Most common intermittent errors

The agent is able to recover from most errors, including situations like the model returning invalid function call arguments, OpenAI API errors, and code interpreter errors. The recovery generally repeats the prior prompt but with information about the previous error.

The most common intermittent error category was AWS SDK Code Interpreter evaluation errors. This accounted for 67% of the errors. The code was generally syntactically correct, but was susceptible to runtime errors like guessing incorrect method names and missed safeguards for unexpected nil objects.

Limitations and future work

While I believe the agent performs better than a human SRE for the information retrieval and calculation questions in the dataset, there are limitations in the existing foundational architecture that hinder its ability to do more advanced work:

  1. Lack of AWS SDK knowledge - while GPT-4 clearly has knowledge of the AWS SDK, it appears to lack a definitive list of Cloudwatch metrics and their descriptions. Augmenting the agent with a vector database of Cloudwatch metrics, their descriptions, and their units would likely improve accuracy.

  2. Exposure to more analysis tools - the current agent has access to only a single tool, the AWS SDK. Adding more tools to enhance analysis (see the ChatGPT code interpreter and its use of data science libraries) could significantly improve the agent’s ability to explore and reason about data.

  3. Exposure to more data sources - the current agent has access to only a single data source, the AWS SDK. Adding more data sources - like monitoring and logging product APIs - could allow the agent to see more of the picture and reason about it. However, as covered in the ReWoo paper, adding more tools can actually reduce accuracy. This needs to be done carefully with continual evaluation.

  4. Easier and more robust automated evaluation - our current evaluation required a human to review each question and determine if the answer was correct for the evaluation account. It’s time consuming to evaluate against more accounts and add questions with ground truth for each account. Automating this process where possible will make the agent more robust and allow for more rapid iteration.

  5. Accounting for incorrect logic but correct answers - it’s possible for the agent to generate code that has incorrect logic but returns the correct answer.
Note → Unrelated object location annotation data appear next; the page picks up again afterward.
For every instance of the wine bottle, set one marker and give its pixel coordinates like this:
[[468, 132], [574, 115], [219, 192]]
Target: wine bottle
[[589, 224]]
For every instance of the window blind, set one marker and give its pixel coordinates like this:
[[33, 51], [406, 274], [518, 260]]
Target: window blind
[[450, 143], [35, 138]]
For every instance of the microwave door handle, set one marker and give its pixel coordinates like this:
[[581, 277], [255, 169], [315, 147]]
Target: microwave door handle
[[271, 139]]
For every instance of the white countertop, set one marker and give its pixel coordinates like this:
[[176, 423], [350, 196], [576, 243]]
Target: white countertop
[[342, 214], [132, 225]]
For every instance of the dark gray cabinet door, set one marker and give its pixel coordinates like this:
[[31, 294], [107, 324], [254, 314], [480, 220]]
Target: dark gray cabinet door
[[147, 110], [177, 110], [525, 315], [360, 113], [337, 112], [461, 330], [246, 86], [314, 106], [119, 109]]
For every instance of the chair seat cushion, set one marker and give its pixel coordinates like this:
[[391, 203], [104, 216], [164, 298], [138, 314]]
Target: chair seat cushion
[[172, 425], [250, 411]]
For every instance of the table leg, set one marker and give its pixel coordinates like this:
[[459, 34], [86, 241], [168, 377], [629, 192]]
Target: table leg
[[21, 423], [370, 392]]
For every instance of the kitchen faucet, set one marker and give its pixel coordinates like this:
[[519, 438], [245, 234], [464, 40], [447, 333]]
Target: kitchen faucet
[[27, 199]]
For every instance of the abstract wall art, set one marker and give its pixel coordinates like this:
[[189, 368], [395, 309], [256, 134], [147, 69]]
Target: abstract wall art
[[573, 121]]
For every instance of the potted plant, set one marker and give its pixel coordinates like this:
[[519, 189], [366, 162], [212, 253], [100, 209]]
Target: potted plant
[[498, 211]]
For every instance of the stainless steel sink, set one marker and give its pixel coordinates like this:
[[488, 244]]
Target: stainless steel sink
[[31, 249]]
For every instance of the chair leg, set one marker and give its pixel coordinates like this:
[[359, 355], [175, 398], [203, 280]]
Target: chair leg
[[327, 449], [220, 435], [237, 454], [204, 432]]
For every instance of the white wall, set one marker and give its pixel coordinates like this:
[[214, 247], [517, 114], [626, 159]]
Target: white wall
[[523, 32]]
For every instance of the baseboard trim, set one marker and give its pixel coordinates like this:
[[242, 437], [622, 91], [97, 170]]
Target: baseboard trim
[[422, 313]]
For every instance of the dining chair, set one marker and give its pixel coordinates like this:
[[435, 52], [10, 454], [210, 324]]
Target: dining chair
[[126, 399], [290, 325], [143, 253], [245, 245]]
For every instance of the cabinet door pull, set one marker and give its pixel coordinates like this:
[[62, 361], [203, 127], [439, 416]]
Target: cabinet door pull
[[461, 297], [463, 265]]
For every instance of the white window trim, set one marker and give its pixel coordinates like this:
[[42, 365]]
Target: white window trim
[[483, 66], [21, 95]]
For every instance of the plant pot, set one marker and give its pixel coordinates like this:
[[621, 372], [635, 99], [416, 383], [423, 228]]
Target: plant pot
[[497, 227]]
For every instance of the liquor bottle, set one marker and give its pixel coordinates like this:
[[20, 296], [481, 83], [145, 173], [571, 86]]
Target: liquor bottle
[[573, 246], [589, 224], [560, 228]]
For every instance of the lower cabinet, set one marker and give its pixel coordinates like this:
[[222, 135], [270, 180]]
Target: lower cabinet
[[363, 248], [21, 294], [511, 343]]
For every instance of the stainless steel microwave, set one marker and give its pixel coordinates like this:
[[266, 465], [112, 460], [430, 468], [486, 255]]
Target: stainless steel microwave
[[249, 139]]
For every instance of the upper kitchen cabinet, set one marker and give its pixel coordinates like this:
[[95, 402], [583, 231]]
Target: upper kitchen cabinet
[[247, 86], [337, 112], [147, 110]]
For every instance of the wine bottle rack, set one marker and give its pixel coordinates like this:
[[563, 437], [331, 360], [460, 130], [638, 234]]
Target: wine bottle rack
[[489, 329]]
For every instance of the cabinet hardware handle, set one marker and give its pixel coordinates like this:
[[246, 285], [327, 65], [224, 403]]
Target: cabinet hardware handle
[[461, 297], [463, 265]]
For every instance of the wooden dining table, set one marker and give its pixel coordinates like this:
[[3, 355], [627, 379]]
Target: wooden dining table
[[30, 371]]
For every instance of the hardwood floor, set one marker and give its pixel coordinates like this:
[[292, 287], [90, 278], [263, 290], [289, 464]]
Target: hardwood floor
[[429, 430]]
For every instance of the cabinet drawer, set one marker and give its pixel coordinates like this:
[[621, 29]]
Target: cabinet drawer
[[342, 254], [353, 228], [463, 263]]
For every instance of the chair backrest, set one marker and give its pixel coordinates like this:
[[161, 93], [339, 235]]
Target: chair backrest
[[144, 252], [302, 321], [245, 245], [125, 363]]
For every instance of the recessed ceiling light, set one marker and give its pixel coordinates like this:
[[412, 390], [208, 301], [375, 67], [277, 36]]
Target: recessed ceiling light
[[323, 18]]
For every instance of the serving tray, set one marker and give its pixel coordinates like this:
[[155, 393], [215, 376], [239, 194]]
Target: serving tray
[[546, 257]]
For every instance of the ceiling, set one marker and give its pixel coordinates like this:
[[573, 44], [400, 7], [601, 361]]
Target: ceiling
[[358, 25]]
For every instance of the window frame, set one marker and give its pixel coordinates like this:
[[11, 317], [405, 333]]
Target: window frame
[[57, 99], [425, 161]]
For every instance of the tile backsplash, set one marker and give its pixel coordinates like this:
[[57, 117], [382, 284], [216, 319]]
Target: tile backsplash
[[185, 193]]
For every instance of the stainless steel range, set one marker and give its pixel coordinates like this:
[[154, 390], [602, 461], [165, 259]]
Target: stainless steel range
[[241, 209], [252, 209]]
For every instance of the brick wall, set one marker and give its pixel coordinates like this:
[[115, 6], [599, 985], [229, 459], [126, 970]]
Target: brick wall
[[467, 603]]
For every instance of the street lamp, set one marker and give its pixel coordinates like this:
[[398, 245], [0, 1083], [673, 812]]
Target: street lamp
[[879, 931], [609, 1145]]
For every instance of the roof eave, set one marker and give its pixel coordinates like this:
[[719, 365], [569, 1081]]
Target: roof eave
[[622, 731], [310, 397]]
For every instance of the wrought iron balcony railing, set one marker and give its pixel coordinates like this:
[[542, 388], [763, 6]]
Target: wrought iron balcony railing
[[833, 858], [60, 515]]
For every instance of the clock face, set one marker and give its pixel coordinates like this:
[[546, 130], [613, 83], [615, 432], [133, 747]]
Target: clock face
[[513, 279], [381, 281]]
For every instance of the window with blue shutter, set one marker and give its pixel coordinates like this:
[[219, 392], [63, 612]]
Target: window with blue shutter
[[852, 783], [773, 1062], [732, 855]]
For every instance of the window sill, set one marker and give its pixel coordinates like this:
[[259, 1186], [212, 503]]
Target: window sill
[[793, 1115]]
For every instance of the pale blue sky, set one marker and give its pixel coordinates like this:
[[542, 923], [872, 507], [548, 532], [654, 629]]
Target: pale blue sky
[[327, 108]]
For example, if you ask “how many s3 buckets have cloudtrail enabled?”, but you have no S3 buckets, the agent may generate code that checks if server access logging (and not cloud cloudtrail logging) is enabled and it would return the same answer. I did not account for this in the evaluation.


Using two prompts, a customized agent orchestration layer, and a local code interpreter, I was to able answer AWS-related information retrieval and calculation questions with high accuracy and in a timely manner. This frees up an SRE to focus on more complex and strategic tasks.